Change style (Map Viewer Classic)

Note:

A new Map Viewer is now available. The new Map Viewer was previously available as a separate beta installation but is now available in the portal automatically. Open it from the app launcher to get started. To learn more, see the new Map Viewer help documentation.

Maps are powerful because they allow you to visualize your data in a variety of ways. For example, population data for countries can be visualized as a sequence of colors, such as from light to dark, or as proportional circles, such as from small to large. This flexibility allows you to tell different stories and discover hidden patterns depending on how the data is presented. But because map making is so flexible, it requires making decisions when there isn't always a single best answer.

Fortunately, Map Viewer Classic allows you to explore different styling options using smart mapping defaults. When you use Change Style, the nature of your data determines the styling suggestions you see by default. Once you have decided how you want to present your layer—for example, circles or colors to show population—you can make changes to its appearance that are immediately reflected on the map. Map Viewer Classic gives you control over graphic elements such as color ramps, line weights, transparency, and symbols.

Note:

Change Style smart mapping is available for a variety of layer types. To change the style of a vector tile layer, see Update vector tile layer style.

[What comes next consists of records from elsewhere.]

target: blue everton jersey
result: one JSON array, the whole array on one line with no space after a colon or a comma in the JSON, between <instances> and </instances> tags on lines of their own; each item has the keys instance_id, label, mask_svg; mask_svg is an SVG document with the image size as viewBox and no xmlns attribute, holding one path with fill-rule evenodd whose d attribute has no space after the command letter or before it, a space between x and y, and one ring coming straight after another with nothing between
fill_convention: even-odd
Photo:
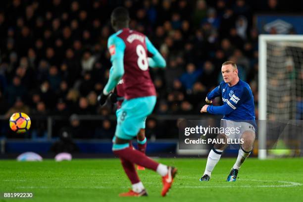
<instances>
[{"instance_id":1,"label":"blue everton jersey","mask_svg":"<svg viewBox=\"0 0 303 202\"><path fill-rule=\"evenodd\" d=\"M224 81L207 94L207 99L211 100L221 96L224 104L210 105L207 112L213 114L224 115L227 120L254 120L253 96L249 85L241 80L235 85L229 87Z\"/></svg>"}]
</instances>

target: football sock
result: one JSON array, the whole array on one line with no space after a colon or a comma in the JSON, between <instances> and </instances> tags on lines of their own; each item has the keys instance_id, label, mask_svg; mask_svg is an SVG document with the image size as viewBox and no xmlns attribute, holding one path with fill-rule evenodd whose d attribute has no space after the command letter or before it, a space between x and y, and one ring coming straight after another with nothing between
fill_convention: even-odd
<instances>
[{"instance_id":1,"label":"football sock","mask_svg":"<svg viewBox=\"0 0 303 202\"><path fill-rule=\"evenodd\" d=\"M114 150L115 154L120 158L124 158L133 163L145 167L155 171L156 171L158 163L147 156L144 153L137 150L127 147L121 150Z\"/></svg>"},{"instance_id":2,"label":"football sock","mask_svg":"<svg viewBox=\"0 0 303 202\"><path fill-rule=\"evenodd\" d=\"M140 193L144 189L144 186L141 182L133 184L132 185L132 188L133 188L133 191L136 193Z\"/></svg>"},{"instance_id":3,"label":"football sock","mask_svg":"<svg viewBox=\"0 0 303 202\"><path fill-rule=\"evenodd\" d=\"M124 171L125 171L125 173L126 173L132 184L133 185L139 183L140 180L135 168L134 163L124 158L120 158L120 160ZM133 190L135 191L133 189ZM139 192L141 192L141 191Z\"/></svg>"},{"instance_id":4,"label":"football sock","mask_svg":"<svg viewBox=\"0 0 303 202\"><path fill-rule=\"evenodd\" d=\"M138 150L141 152L142 153L145 153L147 145L146 137L145 137L143 140L140 140L138 139L137 140L137 142L138 142Z\"/></svg>"},{"instance_id":5,"label":"football sock","mask_svg":"<svg viewBox=\"0 0 303 202\"><path fill-rule=\"evenodd\" d=\"M157 167L156 171L161 176L165 176L168 172L167 166L161 163L159 163L159 165Z\"/></svg>"},{"instance_id":6,"label":"football sock","mask_svg":"<svg viewBox=\"0 0 303 202\"><path fill-rule=\"evenodd\" d=\"M210 176L211 172L218 161L219 161L222 152L223 151L222 150L215 150L213 148L210 151L207 157L207 162L205 168L205 171L204 172L204 174L206 174Z\"/></svg>"},{"instance_id":7,"label":"football sock","mask_svg":"<svg viewBox=\"0 0 303 202\"><path fill-rule=\"evenodd\" d=\"M246 158L247 158L250 155L251 152L251 151L250 152L246 152L241 147L240 149L239 150L238 158L237 158L237 160L233 166L233 168L239 170L241 167L241 165L242 165L242 163L243 163Z\"/></svg>"}]
</instances>

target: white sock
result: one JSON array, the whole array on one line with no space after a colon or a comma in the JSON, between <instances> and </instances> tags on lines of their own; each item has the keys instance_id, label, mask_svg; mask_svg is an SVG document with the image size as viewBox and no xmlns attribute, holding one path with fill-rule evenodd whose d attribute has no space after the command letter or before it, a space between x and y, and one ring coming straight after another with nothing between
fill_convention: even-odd
<instances>
[{"instance_id":1,"label":"white sock","mask_svg":"<svg viewBox=\"0 0 303 202\"><path fill-rule=\"evenodd\" d=\"M233 166L233 168L239 170L242 163L243 163L246 158L248 157L250 153L251 152L244 152L242 149L239 150L238 158L237 158L237 160L236 161L236 163L235 163L235 165Z\"/></svg>"},{"instance_id":2,"label":"white sock","mask_svg":"<svg viewBox=\"0 0 303 202\"><path fill-rule=\"evenodd\" d=\"M132 184L132 187L133 188L133 191L136 193L140 193L144 189L144 186L141 182Z\"/></svg>"},{"instance_id":3,"label":"white sock","mask_svg":"<svg viewBox=\"0 0 303 202\"><path fill-rule=\"evenodd\" d=\"M214 151L215 151L215 152ZM220 157L222 154L223 151L220 150L215 150L213 149L210 151L208 154L208 157L207 157L207 162L206 163L206 166L205 168L205 171L204 174L206 174L210 177L211 175L211 172L213 170L213 168L215 166L217 163L220 160Z\"/></svg>"},{"instance_id":4,"label":"white sock","mask_svg":"<svg viewBox=\"0 0 303 202\"><path fill-rule=\"evenodd\" d=\"M167 166L161 163L159 163L159 165L157 167L157 172L161 176L165 176L168 172Z\"/></svg>"}]
</instances>

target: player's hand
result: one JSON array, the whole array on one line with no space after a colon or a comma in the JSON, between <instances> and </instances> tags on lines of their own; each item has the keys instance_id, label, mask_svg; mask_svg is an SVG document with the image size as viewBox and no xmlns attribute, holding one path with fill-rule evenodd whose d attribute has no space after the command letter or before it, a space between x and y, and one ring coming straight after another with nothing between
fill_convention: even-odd
<instances>
[{"instance_id":1,"label":"player's hand","mask_svg":"<svg viewBox=\"0 0 303 202\"><path fill-rule=\"evenodd\" d=\"M98 96L98 97L97 98L97 100L98 101L98 102L99 102L99 104L100 104L101 106L102 106L104 105L104 104L105 104L105 102L106 101L106 100L107 99L107 97L108 97L109 95L105 96L103 94L103 93L102 93Z\"/></svg>"},{"instance_id":2,"label":"player's hand","mask_svg":"<svg viewBox=\"0 0 303 202\"><path fill-rule=\"evenodd\" d=\"M205 101L206 101L206 103L208 103L209 104L211 104L212 103L212 101L210 101L208 99L207 99L207 97L206 97L206 98L205 99Z\"/></svg>"},{"instance_id":3,"label":"player's hand","mask_svg":"<svg viewBox=\"0 0 303 202\"><path fill-rule=\"evenodd\" d=\"M203 106L203 107L202 107L202 108L201 109L201 110L200 111L200 112L201 113L207 112L207 107L208 107L208 106L209 106L209 105L207 105L207 104L205 104L204 106Z\"/></svg>"},{"instance_id":4,"label":"player's hand","mask_svg":"<svg viewBox=\"0 0 303 202\"><path fill-rule=\"evenodd\" d=\"M115 93L111 93L108 95L108 98L110 100L110 101L112 103L116 103L117 101L117 94Z\"/></svg>"}]
</instances>

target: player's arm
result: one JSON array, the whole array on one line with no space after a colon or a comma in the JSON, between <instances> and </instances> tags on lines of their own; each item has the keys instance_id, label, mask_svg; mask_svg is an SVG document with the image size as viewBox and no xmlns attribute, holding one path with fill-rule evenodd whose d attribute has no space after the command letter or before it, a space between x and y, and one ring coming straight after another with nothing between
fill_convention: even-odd
<instances>
[{"instance_id":1,"label":"player's arm","mask_svg":"<svg viewBox=\"0 0 303 202\"><path fill-rule=\"evenodd\" d=\"M207 108L207 112L212 114L221 115L230 113L236 109L245 99L244 91L245 90L240 88L236 89L234 95L226 104L221 106L208 106Z\"/></svg>"},{"instance_id":2,"label":"player's arm","mask_svg":"<svg viewBox=\"0 0 303 202\"><path fill-rule=\"evenodd\" d=\"M108 95L124 74L123 58L125 44L120 38L114 36L108 39L107 47L111 55L110 61L112 64L112 68L107 83L103 90L104 95Z\"/></svg>"},{"instance_id":3,"label":"player's arm","mask_svg":"<svg viewBox=\"0 0 303 202\"><path fill-rule=\"evenodd\" d=\"M108 94L114 89L124 74L123 58L125 44L121 39L114 35L108 39L107 47L111 55L110 61L112 64L112 68L102 94L98 98L101 105L105 103Z\"/></svg>"},{"instance_id":4,"label":"player's arm","mask_svg":"<svg viewBox=\"0 0 303 202\"><path fill-rule=\"evenodd\" d=\"M145 37L145 42L149 54L152 55L151 57L148 58L149 66L151 67L164 68L166 67L165 60L147 37Z\"/></svg>"}]
</instances>

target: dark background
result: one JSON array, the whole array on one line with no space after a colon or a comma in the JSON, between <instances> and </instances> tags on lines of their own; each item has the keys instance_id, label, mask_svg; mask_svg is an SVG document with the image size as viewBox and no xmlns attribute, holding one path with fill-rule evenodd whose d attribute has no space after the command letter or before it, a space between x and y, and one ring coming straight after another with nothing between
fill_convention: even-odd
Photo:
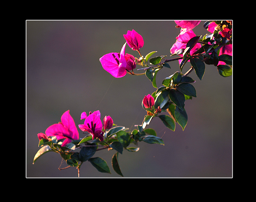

To learn more about smart mapping, see the following resources:

Change Style workflow

The styling options provided for a layer are based on the type of data you are mapping. You will see different choices depending on whether your layer is composed of point, line, or polygon features. For example, you will see heat map styling options for a layer composed of points, but not for line or polygon layers. The options offered are also influenced by the type of data associated with your features. For example, a point feature might only have location information such as geographic coordinates but could also have categorical information such as tree species or numerical information such as air temperature. Not every styling option can be used for every type of data. By analyzing these and other characteristics of your data, Map Viewer Classic presents the best styling choices.

Note:

You can create a custom expression written in the Arcade scripting language to use for styling instead of styling a feature layer using explicit attributes in your layer. This is available for most styles. For example, an Arcade expression might be created to derive a yearly sales figure for individual sales territories by summing the value of monthly sales fields. The yearly sales figures can then be represented as different-sized symbols on the map. You can also create a new Arcade expression or edit your Arcade expression directly in Map Viewer Classic. Arcade expressions can also be used when setting transparency for features or the rotation angle of symbols.

When you add a layer without any styling attached to it—for example, you import a CSV file or shapefile or add a hosted feature layer from its details page immediately after publishing—Map Viewer Classic opens the Change Style pane with suggested styling defaults for the layer. Click OK to accept the suggestions or Cancel if you don't want to apply the styling. If you add a layer that already has styling applied, Map Viewer Classic respects that styling. You must open the Change Style pane to see suggestions and make any styling changes to the layer.

You can change the style of a layer at any time by using the Change Style pane for supported layers. If you aren't happy with the style changes you made, you can return to the default style of the layer after applying the changes.

To change the style of your feature layer using smart mapping, do the following:

  1. Verify that you are signed in and, if you want to save your changes, that you have privileges to create content.
  2. Open the map in Map Viewer Classic.
  3. Click Details and click Contents.
  4. Browse to and hover over the feature layer that contains the style you want to change and click Change Style Change style.
  5. For Choose an attribute to show, do one of the following:
    • To style an attribute in your layer, select the attribute you want.
    • To use a custom Arcade expression that was previously created for the layer, select it at the bottom of the drop-down menu. If you want to edit the expression or its name, click the Edit Expression button and use the editor window to edit it.
    • If you want to create a new Arcade expression, select New Expression from the drop-down menu and use the editor window to create your expression, including giving it a name. You can use existing expressions to build new expressions, but be aware that certain variables may not work across profiles. To use an existing expression, select it from the Existing tab in the editor window.

    Arcade expressions are supported for all styles except Heat map, Predominant Category, Predominant Category and Size, and the Age styles.

    Tip:

    If you need help with any of the Arcade functions, click the Information button beside the function to see reference information about the function.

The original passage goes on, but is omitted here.